Uncertainty in Extreme Multi-label Classification
- URL: http://arxiv.org/abs/2210.10160v1
- Date: Tue, 18 Oct 2022 20:54:33 GMT
- Title: Uncertainty in Extreme Multi-label Classification
- Authors: Jyun-Yu Jiang, Wei-Cheng Chang, Jiong Zhong, Cho-Jui Hsieh, and
Hsiang-Fu Yu
- Abstract summary: eXtreme Multi-label Classification (XMC) is an essential task in the era of big data for web-scale machine learning applications.
In this paper, we aim to investigate general uncertainty quantification approaches for tree-based XMC models with a probabilistic ensemble-based framework.
In particular, we analyze label-level and instance-level uncertainty in XMC, and propose a general approximation framework based on beam search to efficiently estimate the uncertainty with a theoretical guarantee under long-tail XMC predictions.
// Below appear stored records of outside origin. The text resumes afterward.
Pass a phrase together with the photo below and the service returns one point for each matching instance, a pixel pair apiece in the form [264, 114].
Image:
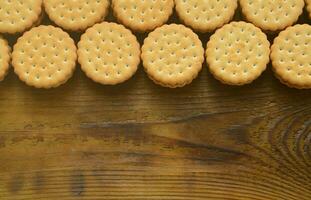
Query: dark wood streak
[141, 141]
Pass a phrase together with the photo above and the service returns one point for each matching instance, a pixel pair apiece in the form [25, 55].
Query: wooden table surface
[141, 141]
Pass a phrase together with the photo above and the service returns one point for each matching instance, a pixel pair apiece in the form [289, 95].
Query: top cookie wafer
[238, 53]
[18, 15]
[76, 15]
[172, 55]
[142, 15]
[5, 56]
[308, 2]
[206, 15]
[272, 15]
[109, 53]
[44, 57]
[291, 56]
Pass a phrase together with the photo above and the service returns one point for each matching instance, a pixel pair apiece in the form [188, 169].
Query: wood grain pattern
[141, 141]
- Score: 81.14232824864787
- License: http://creativecommons.org/licenses/by-nc-nd/4.0/
- Abstract: Uncertainty quantification is one of the most crucial tasks to obtain
trustworthy and reliable machine learning models for decision making. However,
most research in this domain has only focused on problems with small label
spaces and ignored eXtreme Multi-label Classification (XMC), which is an
essential task in the era of big data for web-scale machine learning
applications. Moreover, enormous label spaces could also lead to noisy
retrieval results and intractable computational challenges for uncertainty
quantification. In this paper, we aim to investigate general uncertainty
quantification approaches for tree-based XMC models with a probabilistic
ensemble-based framework. In particular, we analyze label-level and
instance-level uncertainty in XMC, and propose a general approximation
framework based on beam search to efficiently estimate the uncertainty with a
theoretical guarantee under long-tail XMC predictions. Empirical studies on six
large-scale real-world datasets show that our framework not only outperforms
single models in predictive performance, but also can serve as strong
uncertainty-based baselines for label misclassification and out-of-distribution
detection, with significant speedup. Besides, our framework can further yield
better state-of-the-art results based on deep XMC models with uncertainty
quantification.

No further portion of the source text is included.